YouTube is a hub of information; from insightful discussions to music videos and hair and makeup tutorials, it is our visual “Google” search engine. Though, despite how much we learn from the video site and its users, it unfortunately, gives people platforms to share strange personal experiences. In their latest report on trends made viral by teens, Broadly notes that kidnapping stories have become the latest video blog phenomenon.

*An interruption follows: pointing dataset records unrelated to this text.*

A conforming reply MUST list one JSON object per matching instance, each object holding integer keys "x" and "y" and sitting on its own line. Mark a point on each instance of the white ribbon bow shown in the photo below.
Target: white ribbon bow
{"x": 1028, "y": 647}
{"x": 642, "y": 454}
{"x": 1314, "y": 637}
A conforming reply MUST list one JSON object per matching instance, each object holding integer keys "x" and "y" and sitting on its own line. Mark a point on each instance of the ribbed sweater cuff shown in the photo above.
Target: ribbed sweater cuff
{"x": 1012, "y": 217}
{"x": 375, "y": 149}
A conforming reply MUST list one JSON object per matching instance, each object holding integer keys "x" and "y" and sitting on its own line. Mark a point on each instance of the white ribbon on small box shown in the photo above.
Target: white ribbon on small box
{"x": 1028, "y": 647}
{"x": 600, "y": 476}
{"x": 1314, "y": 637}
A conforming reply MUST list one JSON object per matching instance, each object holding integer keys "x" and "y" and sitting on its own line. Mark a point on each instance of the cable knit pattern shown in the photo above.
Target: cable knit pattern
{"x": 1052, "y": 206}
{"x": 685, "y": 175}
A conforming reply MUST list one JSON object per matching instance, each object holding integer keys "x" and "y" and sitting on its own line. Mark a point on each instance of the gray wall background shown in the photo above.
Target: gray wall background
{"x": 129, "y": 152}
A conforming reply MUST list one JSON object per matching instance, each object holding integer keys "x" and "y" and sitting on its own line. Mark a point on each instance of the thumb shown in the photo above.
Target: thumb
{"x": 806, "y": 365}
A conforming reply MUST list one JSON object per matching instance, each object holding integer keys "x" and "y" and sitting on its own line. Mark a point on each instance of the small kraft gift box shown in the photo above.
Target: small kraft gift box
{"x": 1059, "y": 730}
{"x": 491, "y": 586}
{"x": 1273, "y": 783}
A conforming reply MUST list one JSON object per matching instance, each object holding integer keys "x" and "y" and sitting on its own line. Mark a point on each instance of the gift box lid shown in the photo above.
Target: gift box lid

Although Broadly categorizes certain testimonies as survivor stories, there are thousands of “I Got Kidnapped” videos that do not focus on abduction but rather street harassment. “Typing ‘My Kidnapping Story’ into the YouTube search bar delivers around 223,000 results. Titles include “I got kidnapped??!”, “My Creepy Stalker Story–HE TRIED TO KIDNAP ME!!!!” and “Storytime: I was almost kidnapped.” The ‘almost’ here is important: A vast number of these videos are about ‘almosts’, with varying degrees of severity.” Broadly continues to reveal that videos like the latter are formulated with a click-bait approach to attract viewers to delve into their exaggerated story-telling world where YouTube users decorate videos with “photo-shopped black eyes” or have hit music singles to set the tone of their videos.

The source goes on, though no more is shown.